CraftRigs
articles

When Will TurboQuant Land in Ollama? Current Status and What to Watch (March 2026)

By Charlotte Stewart 8 min read

Some links on this page may be affiliate links. We disclose it because you deserve to know, not because it changes anything. Every recommendation here comes from benchmarks, not budgets.


**TurboQuant is not what most people think it is.** It doesn't help you fit a 70B model onto a 12GB GPU. It compresses the KV cache — the memory used for context, not weights — and does it well enough (4.9x at TQ3) that it fundamentally changes long-context inference. As of March 2026, it's available today if you're willing to build from source. Ollama integration doesn't have a confirmed date, but the path is clearer than it was two weeks ago.

**TL;DR:** TurboQuant compresses your KV cache 4–5x, not your model weights — meaning 5x more context on the same GPU, not bigger models on smaller hardware. It's usable now via community forks of llama.cpp (CLI-only, build from source). The mainline llama.cpp PR (#21089) is under active review with a realistic weeks-not-months timeline for CPU support. Ollama is downstream and won't move until llama.cpp merges first — no committed date, no assigned maintainer. If you need TurboQuant today, switch to a fork. If you're waiting for Ollama, you're waiting on two merge events, not one.

---

## What TurboQuant Actually Does (It's Not What You've Seen Claimed)

Most coverage of TurboQuant describes it as "2-3x VRAM reduction" or "fit 70B models on 12GB GPUs." That framing is wrong, and it's creating real confusion about who should care.

TurboQuant is an online vector [quantization](/glossary/quantization) algorithm that compresses the **KV cache** — the key/value vectors your model stores during inference for each token it processes. It does not touch model weights. Those are compressed at the Q4_K_M or AWQ stage, before inference starts. The KV cache is different: it grows dynamically as context grows, one vector per token per layer, stored in FP16 by default.
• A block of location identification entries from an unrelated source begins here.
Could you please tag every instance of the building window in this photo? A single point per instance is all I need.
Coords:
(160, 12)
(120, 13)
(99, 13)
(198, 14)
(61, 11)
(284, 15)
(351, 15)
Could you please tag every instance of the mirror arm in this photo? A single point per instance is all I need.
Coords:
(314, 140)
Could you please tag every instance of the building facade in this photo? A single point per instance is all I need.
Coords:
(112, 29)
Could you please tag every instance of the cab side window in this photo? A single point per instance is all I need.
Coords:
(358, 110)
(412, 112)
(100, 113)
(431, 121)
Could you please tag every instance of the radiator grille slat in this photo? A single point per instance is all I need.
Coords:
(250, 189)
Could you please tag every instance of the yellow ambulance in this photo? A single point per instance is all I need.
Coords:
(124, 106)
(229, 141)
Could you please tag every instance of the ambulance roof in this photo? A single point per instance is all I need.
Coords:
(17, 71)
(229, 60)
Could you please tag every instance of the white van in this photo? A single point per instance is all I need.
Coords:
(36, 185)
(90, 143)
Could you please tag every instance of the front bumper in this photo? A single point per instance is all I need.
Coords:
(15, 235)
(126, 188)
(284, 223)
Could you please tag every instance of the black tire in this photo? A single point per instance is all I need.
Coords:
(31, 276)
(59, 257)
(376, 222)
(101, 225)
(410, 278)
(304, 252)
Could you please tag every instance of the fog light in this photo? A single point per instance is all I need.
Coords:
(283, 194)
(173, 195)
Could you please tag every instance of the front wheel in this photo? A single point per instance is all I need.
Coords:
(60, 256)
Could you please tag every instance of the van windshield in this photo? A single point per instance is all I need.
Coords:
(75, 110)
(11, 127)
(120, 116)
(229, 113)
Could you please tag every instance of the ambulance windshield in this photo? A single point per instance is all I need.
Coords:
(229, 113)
This distinction matters enormously. If you're running Llama 3.1 70B Q4_K_M, your model weights occupy roughly 40GB. TurboQuant doesn't change that number. What it changes is how much [VRAM](/glossary/vram) your context window consumes after the model loads.

At short context (8K tokens), the KV cache on a 70B model is relatively small. At 128K tokens — the kind of context you need for large document analysis, multi-file codebases, or long agentic conversations — the KV cache can exceed the model weights themselves. That's the problem TurboQuant solves.
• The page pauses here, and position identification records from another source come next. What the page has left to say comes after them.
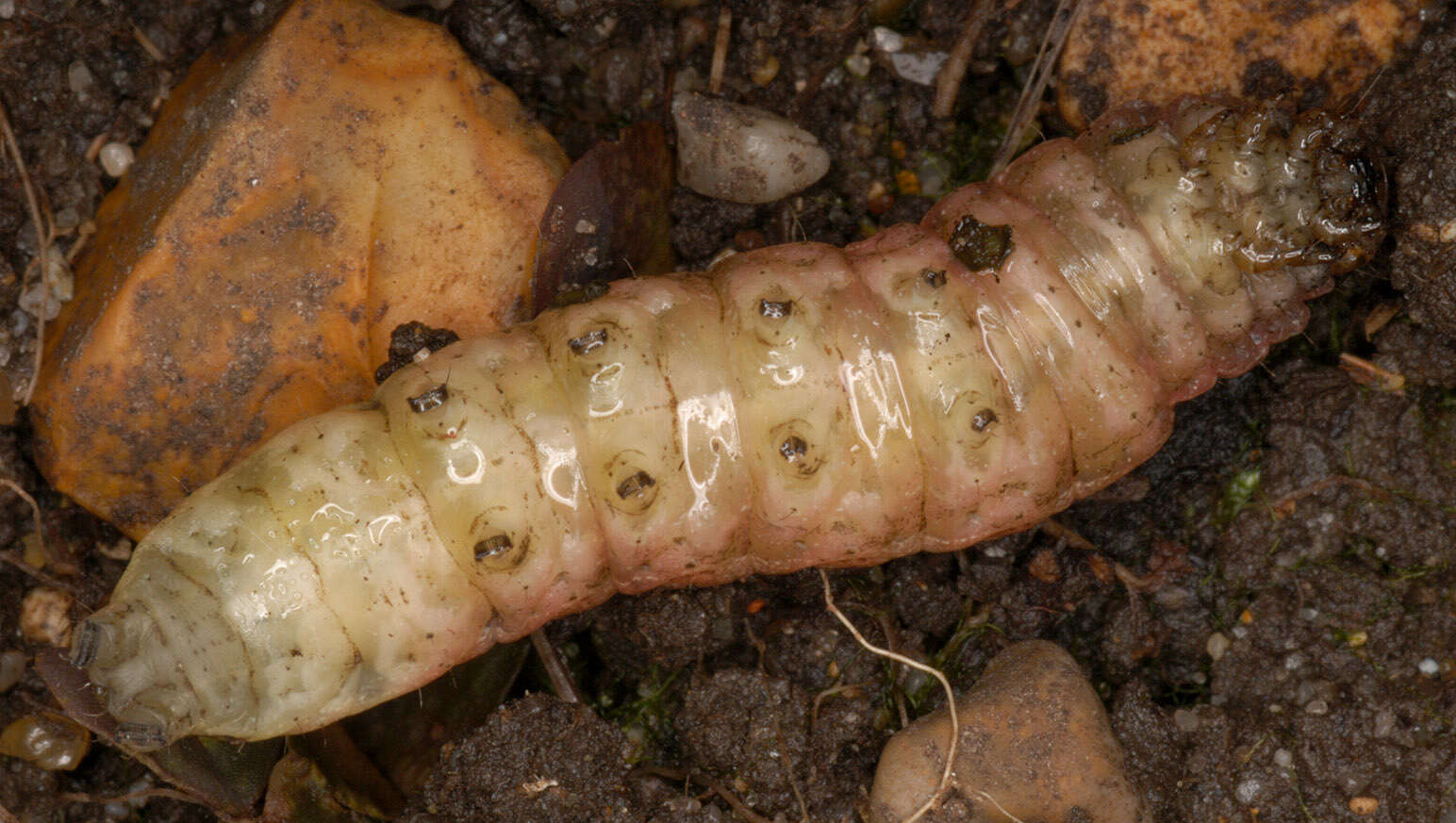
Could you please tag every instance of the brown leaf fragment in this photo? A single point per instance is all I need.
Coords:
(1035, 745)
(1369, 374)
(607, 219)
(299, 198)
### TQ3 and TQ4: Two Modes, Different Trade-offs

Google's ICLR 2026 paper defines two quantization modes:

- **TQ3:** 3.0625 bits per element, 4.9x compression vs FP16 KV cache. At 3.5 bits per element, quality matches FP16 baseline on LongBench.
- **TQ4:** 4.0625 bits per element, 3.8x compression. Quality is essentially indistinguishable from FP16 on models 3B and larger.

The technique uses a randomized Hadamard transform to decorrelate vectors before quantizing — this is why it achieves near-optimal distortion at 3 bits where naive quantization fails. No calibration data required, no preprocessing pass. It runs online, quantizing each K/V vector the moment it's produced.
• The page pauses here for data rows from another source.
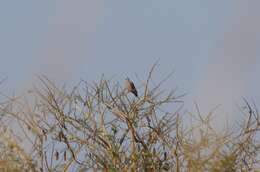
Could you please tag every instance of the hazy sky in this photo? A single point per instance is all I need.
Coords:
(213, 46)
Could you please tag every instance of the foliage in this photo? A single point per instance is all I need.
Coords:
(99, 127)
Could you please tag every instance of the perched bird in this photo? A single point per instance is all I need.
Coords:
(129, 85)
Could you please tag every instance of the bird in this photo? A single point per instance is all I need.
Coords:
(129, 85)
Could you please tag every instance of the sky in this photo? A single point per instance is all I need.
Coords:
(213, 46)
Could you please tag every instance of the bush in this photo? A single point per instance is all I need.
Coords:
(99, 127)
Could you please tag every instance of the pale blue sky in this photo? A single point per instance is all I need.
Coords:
(213, 46)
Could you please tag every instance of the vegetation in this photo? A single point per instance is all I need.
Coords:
(99, 127)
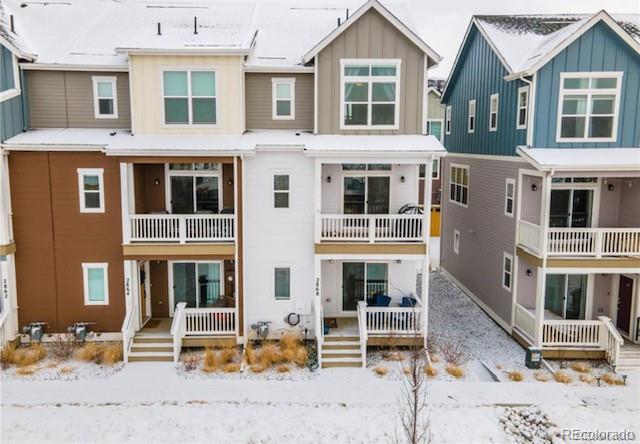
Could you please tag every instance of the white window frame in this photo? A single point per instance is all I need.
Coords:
(522, 90)
(447, 120)
(85, 280)
(451, 183)
(371, 79)
(81, 191)
(290, 268)
(456, 241)
(506, 272)
(189, 97)
(16, 90)
(96, 102)
(471, 107)
(287, 191)
(589, 92)
(291, 82)
(512, 182)
(494, 98)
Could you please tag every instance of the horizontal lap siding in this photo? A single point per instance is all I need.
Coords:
(485, 231)
(61, 99)
(478, 74)
(598, 49)
(371, 36)
(258, 99)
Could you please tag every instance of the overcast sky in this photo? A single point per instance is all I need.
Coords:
(443, 23)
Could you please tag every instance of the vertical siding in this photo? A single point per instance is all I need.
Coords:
(372, 36)
(258, 102)
(479, 73)
(598, 49)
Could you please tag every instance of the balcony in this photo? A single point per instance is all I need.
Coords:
(182, 228)
(582, 242)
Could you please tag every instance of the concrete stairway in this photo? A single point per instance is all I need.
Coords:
(629, 358)
(151, 347)
(341, 351)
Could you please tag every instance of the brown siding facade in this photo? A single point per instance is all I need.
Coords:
(258, 102)
(64, 99)
(371, 37)
(53, 239)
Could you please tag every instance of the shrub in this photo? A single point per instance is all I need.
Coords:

You can stack TurboQuant on top of standard weight quantization. Q4_K_M weights plus TQ3 KV cache is a valid and useful combination. Compound the VRAM savings.

---

## Current Integration Status: Where TurboQuant Lives (March 2026)

There's a fork ecosystem and a mainline PR. They're different things with different timelines.

### Community Forks (Working Today)

Several forks are actively maintained and usable right now:

Last Updated


March 26, 2026


March 2026


March 2026


March 2026


March 25, 2026
All require building from source. CLI flags: `--cache-type-k turbo3 --cache-type-v turbo3`. No Modelfile support, no Ollama UI integration, alpha stability. If you hit a bug, you file an issue and wait.

The most accessible path right now is Apple Silicon — TheTom's fork has Metal support working, and unified memory means you're getting the full benefit immediately. CUDA forks are slightly further behind in polish, but functional.

> [!NOTE]
> These forks are experimental research-grade code. Don't use them in production pipelines you depend on. For personal experimentation and testing, they're fine — but expect rough edges.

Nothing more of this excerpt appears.